LONDON (Reuters) -Global stocks rose on Tuesday, while gold edged up on the back of a weaker dollar, ahead of U.S. inflation figures that could set the tone for trading in a week filled with central bank meetings.
The U.S. Federal Reserve is widely expected to keep rates on hold Wednesday, with the spotlight squarely on comments from Chair Jerome Powell during his news conference and the central bank’s economic projections.
Before that, the U.S. Labor Department’s Consumer Price Index (CPI) report on Tuesday is expected to show inflation still cooling, but staying well above the Fed’s 2% annual target, with core CPI expected to come in at 4%.
Equities have rattled higher, while bond yields have fallen in recent weeks on the back of growing investor conviction that interest rates are about to fall quite swiftly, as the U.S. economy in particular coasts towards a soft landing.
“The market, in my view, now wants to enjoy a bit of a rally on the back of increasing Fed rate-cut expectations. The problem I have now is I think we’ve basically reached the limit of how much the Fed can cut, i.e., what’s priced into the curve without introducing a significant recession risk,” said Kallum Pickering, senior economist at Berenberg.
Caution among investors has tempered volatility. Headline inflation has cooled more quickly than many expected, including consumers, who a year ago predicted price pressures would be running at a rate of 4.2% at this point, versus 3.2% right now, based on the University of Michigan’s monthly one-year inflation expectations index.
But other components of the CPI report have proven far stickier.

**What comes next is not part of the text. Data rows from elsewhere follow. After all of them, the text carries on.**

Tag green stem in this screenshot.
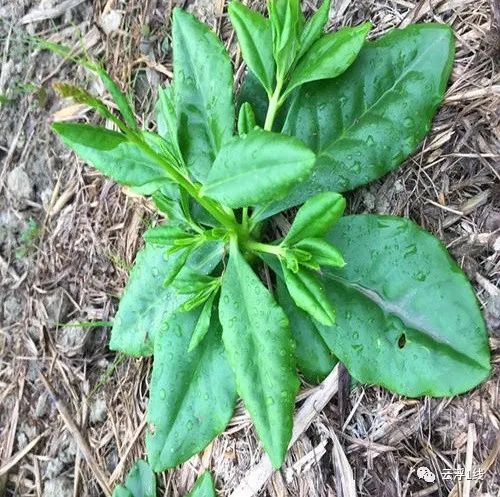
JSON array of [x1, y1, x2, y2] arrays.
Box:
[[131, 134, 238, 231], [245, 240, 285, 257], [264, 78, 283, 131]]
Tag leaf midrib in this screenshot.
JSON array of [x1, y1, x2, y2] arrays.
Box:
[[326, 273, 485, 369], [203, 159, 307, 193], [318, 29, 443, 158], [179, 20, 223, 157], [235, 253, 275, 456]]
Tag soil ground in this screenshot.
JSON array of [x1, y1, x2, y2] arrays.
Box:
[[0, 0, 500, 497]]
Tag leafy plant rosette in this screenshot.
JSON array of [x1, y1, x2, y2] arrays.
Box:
[[53, 0, 490, 471]]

One such gauge, the owners’ equivalent rent – which measures the change in the cost of shelter for homeowners – is at 6.8%, having peaked only in April this year at 8.2%, compared with the peak in the headline at 9.1% back in April 2022. Wage growth has slowed, but is still at 4%.

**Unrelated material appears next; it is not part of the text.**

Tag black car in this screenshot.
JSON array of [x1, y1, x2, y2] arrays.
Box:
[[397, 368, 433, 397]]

The MSCI All-World index, which is trading around four-month highs, was up 0.2%. In Europe, the STOXX 600 (STOXX) was broadly steady close to 22-month highs, while U.S. index futures were flat on the day.
Markets are now pricing in a 48% chance of a rate cut in March compared with 57% a week earlier, according to the CME FedWatch tool. Futures show traders expect at least four quarter-point cuts next year.
FAST AND LOOSE
Financial conditions have loosened since the Fed met in November and that will most likely influence the central bank’s thinking, analysts said.
“The Fed will feel that it cannot afford to have financial conditions ease further, as that could potentially re-accelerate labour demand and put renewed upward pressure on the rate of consumer inflation,” said Erik Weisman, chief economist and portfolio manager at MFS Investment Management. “Whether the market takes the hint remains to be seen and will likely be driven by the unfolding macro data more than Fed jawboning.”
In a busy week for central banks, the European Central Bank, Bank of England, Norges Bank and the Swiss National Bank all meet on Thursday.
The yield on 10-year Treasury notes fell 5.4 basis points to 4.2% after lacklustre three- and 10-year note auctions on Monday.
Investors were reluctant to buy Treasuries in the auctions given thinner liquidity with the inflation data and the Fed meeting coming up.
The Treasury Department will sell $21 billion in 30-year reopened bonds on Tuesday, after Monday’s auction of $50 billion in reopened three-year notes and $37 billion in 10-year notes.
In currency markets, the yen recovered some of the previous day’s losses, which were triggered by a Bloomberg report that cited sources as saying Bank of Japan officials saw little need to exit their negative-rates policy straight away. The yen surged last week against the dollar, driven by brief optimism that a shift could come as early as this month.
The yen strengthened 0.7% to 145.15 per dollar, recouping most of Monday’s 0.8% decline. The BOJ meets next week. [FRX/]
The dollar index, which measures the U.S. currency against six others, fell 0.3% to 103.75.
Gold edged higher after touching a three-week low in the previous session and was last up 0.4% at $1,988 an ounce, while Brent crude futures fell 0.4% to $75.70 a barrel.